[net.unix-wizards] simultaneous file transfer on ethernet

acrotty@cvbnet.uucp (Art Crotty) (08/21/86)

lineater +3



I have a somewhat complex request for info involving file transfer
between hundreds of SUN3 and SUN2 workstations.  These workstations'
are networked together using ethernet (802.3). Protocols - TCP/IP/UDP.

I would like to have the ability to transfer large application
programs to all nodes on the network simultaneously.

Why I think it may be possible to do this:


1.) The ethernet packet information can contain what is commonly
    called a multicast bit within the destination address.  Thus,
    I should be able to set this bit to broadcast or spray my large
    application program (ie. 10mb-30mb) to all nodes on the network.

    I also, using the multi-cast bit, should be able to set up a table
    of nodes that I wish to distribute the program to.  Thus, if
    the bit is set to 0 - it is specific address, 1 it is a group of
    nodes and all 1's in the field indicate all nodes.

2.) Some user-level programs already do something similar to what
    I want.   For instance, "wall" will broadcast a message to nodes
    on your network.  The command "rcp" will copy one or a group of
    files to one particular destination at a time.  I want a "wall"
    or "rwall" and combined "rcp" that can copy my file or files
    simultaneously to all nodes or subgroups of nodes on a network.
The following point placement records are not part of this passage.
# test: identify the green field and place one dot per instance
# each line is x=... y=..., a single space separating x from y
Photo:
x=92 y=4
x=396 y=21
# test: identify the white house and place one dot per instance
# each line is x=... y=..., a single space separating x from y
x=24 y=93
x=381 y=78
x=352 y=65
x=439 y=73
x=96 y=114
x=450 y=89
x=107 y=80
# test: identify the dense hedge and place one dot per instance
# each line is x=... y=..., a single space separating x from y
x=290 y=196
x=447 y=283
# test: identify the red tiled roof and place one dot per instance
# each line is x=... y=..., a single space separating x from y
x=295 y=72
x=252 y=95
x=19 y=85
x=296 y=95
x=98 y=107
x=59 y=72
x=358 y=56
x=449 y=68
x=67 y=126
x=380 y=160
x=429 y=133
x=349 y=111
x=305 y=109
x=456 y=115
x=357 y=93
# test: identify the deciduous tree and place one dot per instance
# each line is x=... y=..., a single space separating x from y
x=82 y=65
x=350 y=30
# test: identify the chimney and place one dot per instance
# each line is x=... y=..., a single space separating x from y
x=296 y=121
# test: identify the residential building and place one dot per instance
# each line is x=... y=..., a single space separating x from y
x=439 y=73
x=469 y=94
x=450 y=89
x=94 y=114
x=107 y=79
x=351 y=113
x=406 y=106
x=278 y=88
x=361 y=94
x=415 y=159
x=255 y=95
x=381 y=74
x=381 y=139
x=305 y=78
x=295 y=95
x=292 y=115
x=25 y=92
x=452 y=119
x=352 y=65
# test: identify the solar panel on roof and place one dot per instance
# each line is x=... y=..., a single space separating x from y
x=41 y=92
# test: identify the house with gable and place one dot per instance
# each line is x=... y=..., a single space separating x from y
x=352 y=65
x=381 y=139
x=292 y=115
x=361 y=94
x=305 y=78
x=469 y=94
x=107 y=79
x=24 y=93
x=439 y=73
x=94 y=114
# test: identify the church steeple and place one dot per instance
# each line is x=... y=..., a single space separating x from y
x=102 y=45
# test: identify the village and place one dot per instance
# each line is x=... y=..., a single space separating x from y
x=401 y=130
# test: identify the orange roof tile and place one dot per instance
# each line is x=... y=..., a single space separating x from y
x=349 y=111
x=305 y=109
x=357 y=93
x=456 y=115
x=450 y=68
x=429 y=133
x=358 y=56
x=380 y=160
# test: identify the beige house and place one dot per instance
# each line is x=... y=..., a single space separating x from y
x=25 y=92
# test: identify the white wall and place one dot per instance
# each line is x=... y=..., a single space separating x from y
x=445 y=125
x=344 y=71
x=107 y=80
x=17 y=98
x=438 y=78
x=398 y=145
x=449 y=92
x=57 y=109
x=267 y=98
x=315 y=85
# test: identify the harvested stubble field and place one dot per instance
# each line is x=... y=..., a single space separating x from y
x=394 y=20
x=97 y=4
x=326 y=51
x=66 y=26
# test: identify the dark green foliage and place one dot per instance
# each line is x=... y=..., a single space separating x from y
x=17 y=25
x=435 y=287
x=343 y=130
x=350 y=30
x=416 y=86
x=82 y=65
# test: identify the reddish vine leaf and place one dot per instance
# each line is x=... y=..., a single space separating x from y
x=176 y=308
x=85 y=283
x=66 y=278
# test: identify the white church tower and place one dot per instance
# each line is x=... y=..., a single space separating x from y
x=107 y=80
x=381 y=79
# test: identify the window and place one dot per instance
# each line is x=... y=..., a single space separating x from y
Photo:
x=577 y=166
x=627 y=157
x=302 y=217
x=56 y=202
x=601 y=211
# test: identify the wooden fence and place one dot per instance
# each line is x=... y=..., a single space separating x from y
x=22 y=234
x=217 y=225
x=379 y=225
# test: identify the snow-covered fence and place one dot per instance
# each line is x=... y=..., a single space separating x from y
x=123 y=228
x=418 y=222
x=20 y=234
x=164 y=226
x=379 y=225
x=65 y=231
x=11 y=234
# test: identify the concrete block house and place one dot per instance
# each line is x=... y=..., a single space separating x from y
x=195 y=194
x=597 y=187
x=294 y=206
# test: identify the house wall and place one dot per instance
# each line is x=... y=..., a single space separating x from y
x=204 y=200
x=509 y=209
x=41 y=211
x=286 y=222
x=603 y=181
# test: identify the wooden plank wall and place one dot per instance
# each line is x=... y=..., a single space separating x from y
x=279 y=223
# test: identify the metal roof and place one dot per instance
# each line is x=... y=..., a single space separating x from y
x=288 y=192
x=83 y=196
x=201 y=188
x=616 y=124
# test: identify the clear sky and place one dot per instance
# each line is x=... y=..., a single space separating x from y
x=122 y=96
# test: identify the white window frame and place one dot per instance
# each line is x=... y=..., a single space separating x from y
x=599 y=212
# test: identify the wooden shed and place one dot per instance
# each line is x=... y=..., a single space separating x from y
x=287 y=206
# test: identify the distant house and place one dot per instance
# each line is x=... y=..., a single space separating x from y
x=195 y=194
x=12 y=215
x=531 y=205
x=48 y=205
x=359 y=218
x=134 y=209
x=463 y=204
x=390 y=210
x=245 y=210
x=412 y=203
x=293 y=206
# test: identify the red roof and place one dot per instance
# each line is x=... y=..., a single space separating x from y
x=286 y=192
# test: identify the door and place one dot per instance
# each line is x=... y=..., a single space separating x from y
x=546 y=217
I know NFS allows mounting of an application to nodes and simultaneous
access of that application - but that is not what I want.  I want to
distribute to stand-alone machines as well as file servers new copies
of an application once a week and each rcp or "dread the thought"
cartridge taping can consume 1/2 hour per node.  Thus, 20 nodes
is 20 x 1/2 hour by rcp from a master database or less time if multiple
tapes are made or rsh tarring from a server with 1/2" tape.

I would like to be able to say something like:

distribute -g <tablefile> <application> 

where -g is the option for group and tablefile is the database that
contains a list of nodes with names or internet addresses

distribute -a <application>

where -a is for all nodes - no table

I am not that familiar with the networking code on SUN's and was
wondering the following:

Can it be done?

Is this beyond the ability of the Ethernet itself?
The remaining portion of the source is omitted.